堅実女子ニュース&まとめ 感染拡大の中、リモート勤務をかたくなに拒否する老舗会社に我慢の限界〜その2〜

島津明子さん(36歳・仮名)はとあるIT系の老舗企業でプログラマーとして働いています。仕事の面では不満がなかったものの、新型コロナ蔓延に対する会社の意識の低さにはガッカリ。頑なにリモートへ切り替えず、緊急事態宣言中も週5日出社を強いられたのです。それまでのお話はこちら。
~その1~

いつもと変わらぬ生活を続けていところ、とうとう他部署では濃厚接触者が出てしまいます。

社長の方針についていけず、退職者続出

「あまり大きな企業ではないので、座席数は100人ちょっと。それでも今まで感染者や、濃厚接触者が出なかったのは奇跡に近いような気もします」

家庭があっても在宅勤務を認めなかった企業ですが、濃厚接触者となれば話は別です。一体どんな対応をしてのでしょうか?

「出勤させるわけにはいかないので、そのチームだけは1週間出社停止となりました。けど、1週間ですよ?さすがにPCR検査は受けさせていましたけど、陰性が発覚次第すぐ出て来いって感じで……。なぜそこまでしてリモートにしないのか甚だ疑問でした。他部署と言えどフロアは一緒ですし、私自身も感染が心配で心配で。濃厚接触者が出た直後、危険を回避するためにわざわざ有給を使って休んだ社員さえいるくらいです。

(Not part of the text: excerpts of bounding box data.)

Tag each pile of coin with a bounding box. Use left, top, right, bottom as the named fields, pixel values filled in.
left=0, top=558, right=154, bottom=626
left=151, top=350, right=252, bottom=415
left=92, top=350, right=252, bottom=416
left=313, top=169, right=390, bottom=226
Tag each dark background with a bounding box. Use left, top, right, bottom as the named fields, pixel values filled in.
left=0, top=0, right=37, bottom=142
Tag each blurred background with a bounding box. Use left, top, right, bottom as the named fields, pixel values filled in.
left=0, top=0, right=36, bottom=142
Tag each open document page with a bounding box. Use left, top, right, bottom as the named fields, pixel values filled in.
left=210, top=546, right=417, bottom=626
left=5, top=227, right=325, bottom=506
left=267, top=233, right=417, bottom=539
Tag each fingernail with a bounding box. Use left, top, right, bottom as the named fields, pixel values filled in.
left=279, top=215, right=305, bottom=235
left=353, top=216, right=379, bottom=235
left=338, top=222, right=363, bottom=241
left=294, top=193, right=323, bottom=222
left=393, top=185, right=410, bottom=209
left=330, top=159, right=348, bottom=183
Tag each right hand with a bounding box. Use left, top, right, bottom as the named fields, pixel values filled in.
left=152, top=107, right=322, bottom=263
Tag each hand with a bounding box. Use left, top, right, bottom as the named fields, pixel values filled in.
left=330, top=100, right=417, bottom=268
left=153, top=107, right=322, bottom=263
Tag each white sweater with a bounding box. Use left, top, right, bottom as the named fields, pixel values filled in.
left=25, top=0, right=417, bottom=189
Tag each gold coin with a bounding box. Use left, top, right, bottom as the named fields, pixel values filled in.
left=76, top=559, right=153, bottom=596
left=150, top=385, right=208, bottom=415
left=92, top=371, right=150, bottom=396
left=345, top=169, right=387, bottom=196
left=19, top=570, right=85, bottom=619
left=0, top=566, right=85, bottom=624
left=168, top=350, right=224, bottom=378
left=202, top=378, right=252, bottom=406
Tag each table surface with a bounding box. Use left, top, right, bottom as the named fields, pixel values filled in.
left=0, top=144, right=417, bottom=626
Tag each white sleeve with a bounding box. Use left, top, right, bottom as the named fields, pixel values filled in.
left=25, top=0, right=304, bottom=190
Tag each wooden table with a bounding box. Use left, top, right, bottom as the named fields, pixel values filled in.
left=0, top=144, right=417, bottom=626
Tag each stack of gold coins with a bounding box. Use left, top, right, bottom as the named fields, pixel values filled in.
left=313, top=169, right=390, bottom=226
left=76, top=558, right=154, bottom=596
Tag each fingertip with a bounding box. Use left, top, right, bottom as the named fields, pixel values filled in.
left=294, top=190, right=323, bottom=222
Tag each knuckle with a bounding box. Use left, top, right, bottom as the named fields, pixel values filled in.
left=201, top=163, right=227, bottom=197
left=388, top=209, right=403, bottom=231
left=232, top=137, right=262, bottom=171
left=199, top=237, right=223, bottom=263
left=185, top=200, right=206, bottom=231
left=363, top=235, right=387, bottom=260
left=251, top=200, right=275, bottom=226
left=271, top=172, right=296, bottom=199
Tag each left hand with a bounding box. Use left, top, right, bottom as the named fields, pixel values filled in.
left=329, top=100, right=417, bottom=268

この会社ってどこかおかしいんです。出社はかたくなにさせるくせに、ウォーターサーバーやハンドタオルの停止はかなり早い段階でやっていましたから。それなのになぜ在宅勤務はダメなのか、意味が分からなかったです。ただ電気代をケチりたいだけなのかと思ってしまいました」

話を聞けば聞くほど仰天エピソードの数々。新型コロナウイルスに対する意識は人によって違えど、社員を守るといった概念があまり感じられなかったのでしょうか、退職者も徐々に出始めていたそう。

「ブラック企業ではないですし、仕事内容としては何も問題がありません。けれど会社としての在り方は……。社長の方針についていけず、コロナ禍での退職がチラホラ目立ってきたんです。長年在籍していた人でさえ辞めていきました。緊急事態宣言解除後は一時的な人手不足もあり、新型コロナへの不安も大きく、もう頭がおかしくなりそうでした」

人手不足が目立てばチーム内の仕事も回りません。明子さんは派遣扱いなので残業を多くされることはなかったのですが、この時期に関しては別だったとのこと。

「契約内容で拘束時間やらがキッチリ決まってるので、派遣はたくさん残業をさせられないんです。けど退職が目立った時期は仕事が終わらないから、プロダクション側に交渉され、残業に明け暮れていました。

社内に缶詰めになっているだけでもストレスなのに、それに加えてコロナ禍ですからね。毎日満員電車に揺られ、缶詰めになり、残業まで……。お給料は増えたけど、遠出もできないなら使う場所がありません。もう精神的に限界でした。今思えば普通に残業を断れば良かったと後悔しています。疲れすぎて判断力が鈍ってしまっていたんです。